4.Norse lore is embraced within your novel and the poetry you have written is full of humour and charm. When did you become interested in Norse mythology and what drew you to writing Norse poetry?
Tolkien is present here again as it was in university after joining ‘The Last Alliance’, a Tolkien book club led by a professor at the University of Alberta. It was through this book club that I learned of Tolkien’s actual career as a linguistics professor; writing books was simply his ‘side gig’. I discovered the Norse myths through his writing and uncovered many other translations, as well as related stories such as the Icelandic Sagas and other heroic epics such as Sigurd the Dragonslayer. I even went as far as to take a Norwegian language class, though I would have been better served with a crash course in Icelandic. As a bonus, my family heritage is Norwegian, so it all tied together quite nicely!
5.How long did it take roughly to write The Gatewatch? Is this the first novel you have ever written or did you have some practise novels beforehand?
The Gatewatch was my first novel and, to be honest, I had no idea what I was doing. However, in the course of the three years it took to write I learned a lot.
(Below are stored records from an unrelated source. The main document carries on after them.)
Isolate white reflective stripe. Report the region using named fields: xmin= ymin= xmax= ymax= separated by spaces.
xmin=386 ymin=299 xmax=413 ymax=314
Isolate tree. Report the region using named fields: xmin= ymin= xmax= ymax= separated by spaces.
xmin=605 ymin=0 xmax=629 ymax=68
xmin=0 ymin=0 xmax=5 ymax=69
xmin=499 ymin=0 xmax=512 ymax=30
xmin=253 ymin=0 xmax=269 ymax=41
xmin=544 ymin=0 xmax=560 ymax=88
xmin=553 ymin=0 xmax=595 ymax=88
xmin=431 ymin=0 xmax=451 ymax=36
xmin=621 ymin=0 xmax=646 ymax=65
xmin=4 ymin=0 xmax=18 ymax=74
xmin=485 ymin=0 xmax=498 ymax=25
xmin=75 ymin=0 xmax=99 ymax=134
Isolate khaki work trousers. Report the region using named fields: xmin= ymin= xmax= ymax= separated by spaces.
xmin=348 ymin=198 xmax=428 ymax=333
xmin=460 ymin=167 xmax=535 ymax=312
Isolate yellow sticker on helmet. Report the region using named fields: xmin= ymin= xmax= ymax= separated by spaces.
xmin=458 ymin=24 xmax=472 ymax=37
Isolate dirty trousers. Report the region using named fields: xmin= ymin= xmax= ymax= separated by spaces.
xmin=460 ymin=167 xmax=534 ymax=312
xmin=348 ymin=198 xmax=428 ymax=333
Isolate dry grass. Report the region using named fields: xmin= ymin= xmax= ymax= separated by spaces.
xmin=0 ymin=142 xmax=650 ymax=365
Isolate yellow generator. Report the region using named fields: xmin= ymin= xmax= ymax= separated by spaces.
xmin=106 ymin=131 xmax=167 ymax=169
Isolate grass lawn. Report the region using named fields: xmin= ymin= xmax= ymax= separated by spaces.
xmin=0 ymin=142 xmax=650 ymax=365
I’ve now finished the second and third book, each of which took about a year to write and edit, and I am excited for the series to be completed.
6.The Everspring is coming out later this year – can you give us any clues to what we could be looking forward to?
Yes – I am very excited to share that The Everspring, sequel to The Gatewatch, is coming to bookstores and bookshelves on November 2nd, 2021! The saga of Torin Ten-Trees continues with more adventures and more riddles, flavoured with hints of such heroic sagas as Beowulf, Sigurd the Dragonslayer, and Angantyr the Berserker.